Security Considerations

UNDER DEVELOPMENT: This guide is still under development and the information below may be incomplete.

There are several potential avenues for attack when processing incoming STIX documents. The following list is non-exhaustive and should not take the place of a comprehensive security review that takes into account your unique technology stack and processes.

Standard Attack Vectors

The following attack vectors can occur in any XML language and therefore do not rely on any specific STIX capabilities.

XML Parsing Vulnerabilities

There have historically been vulnerabilities in many XML parsing libraries that can cause either denial of service or, in rarer cases, actual exploits. As an example, see Microsoft’s article on XML Denial of Service Attacks and Defenses. The best defense for these types of attacks is, in short, to keep your XML parser up-to-date and ensure you perform full validation prior to attempting to process the document.

Injection Attacks

Since STIX content will end up being used somewhere, it’s possible for injection attacks to be present in many places: description fields, titles, element values. These are, again, not specific to STIX. The best defense is to sanitize untrusted output (and anything from STIX should be considered untrusted). For more explanation on injection attacks, see this OWASP article.

STIX and CybOX-Specific Attacks

The following types of attacks exploit capabilities built-in to the STIX and CybOX languages. Also note that although these use terminology suggesting malicious attacks, legitimate content could contain many of the same problems (especially denial of service through long execution time) so even trusted content should be handled carefully.

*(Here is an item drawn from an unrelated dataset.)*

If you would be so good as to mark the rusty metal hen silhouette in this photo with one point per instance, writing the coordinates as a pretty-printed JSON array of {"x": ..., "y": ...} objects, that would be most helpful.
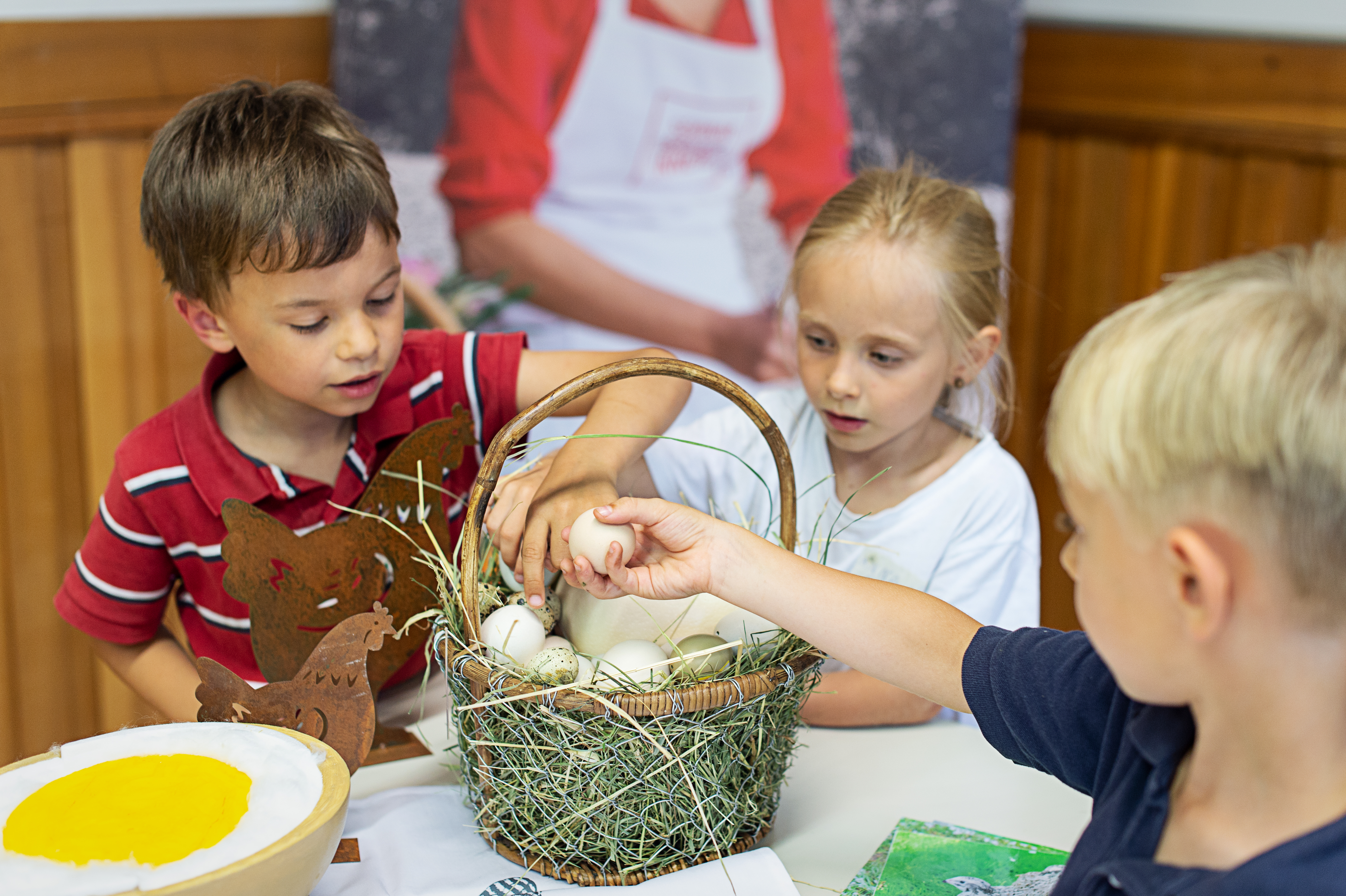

Dereferencing Relationships

STIX and CybOX both allow relationships between constructs using the @idref attribute. A malicious actor could use this capability to create an infinitely recursive relationship loop (in fact these are valid in STIX) or some other invalid relationship (between a component and itself, between components of different types, etc.). The best defense for this is to use strong error handling code when dereferencing relationships, understand how to avoid spinning endlessly on relationship cycles, and fail gracefully.

Data Markings

STIX data markings are implemented using XPath, meaning that the content producers will expect that the consumers execute this XPath against the content. Whenever executing third-party code, it’s important to fail gracefully and build in appropriate timeouts to avoid denial of service attacks. In this case, an attacker could create an XPath expression that took processors several minutes to evaluate and overwhelm a consumer with documents. It’s also possible to create injection attacks against XML databases or other places where STIX documents from multiple sources are combined (including composing a single STIX document from multiple others) with XPath expressions that execute outside their scope. The best defense is to ensure that the XPath is only executed within the correct scope (build a separate DOM if necessary), implement appropriate timeouts to mitigate DoS attacks, and as always, implement proper error handling to fail gracefully.

CybOX Patterning

CybOX patterning capability supports complicated patterning capabilities, including PCREs (Perl-Compatible Regular Expressions). Malicious content could contain both injection attacks (patterns operate outside their scope) or, more likely, denial of service attacks (patterns take overly long to evaluate). Even legitimate, trusted, content could contain patterns that take overly long to process against a given database or technology. Once again the best defense is to ensure the patterning is only applied to the correct scope and to apply a timeout capability to mitigate DoS attacks.

STIX Indicators

For obvious reasons (they get implemented at the system level), STIX indicators contain great potential to cause damage to a system or that system’s business function. For example, a perfectly valid IP Watchlist could contain the IP to Google or the company’s own website in order to flood the logs or even deny access. Therefore, those enacting STIX indicators should either have a manual review process or only include content from very trusted sources (trusted in the sense of not malicious but also trusted in the sense of competent).

Simple DoS

STIX documents contain many processing rules that are likely applied at ingest time. If a STIX repository is capable of having documents pushed to it then it would be possible to simply send a flood of valid STIX documents to that repository to overwhelm it…documents are cheap to send but expensive to process. Therefore, the defense is of course to rate-limit senders, apply queues as appropriate, and timeout if a document takes inordinately long to process.

Information Source

STIX documents often include metadata describing the source of the package or the source of individual components. Note that this information is asserted by the creator of the package and is only valid to the extent you trust the creator. ACME Incorporated could create a package asserting to represent high-confidence indicators that came from Foobar Inc. That does not mean that the indicators actually came from FooBar Inc or that FooBar Inc. asserted that they were high confidence, it just means that ACME Incorporated said that they were from FooBar Inc. and were high confidence. The community has discussed embedded digital signatures for STIX content to allow for trust of particular portions of STIX documents but this has not yet been implemented.

Others?

This list of attacks may be incomplete. What are we missing?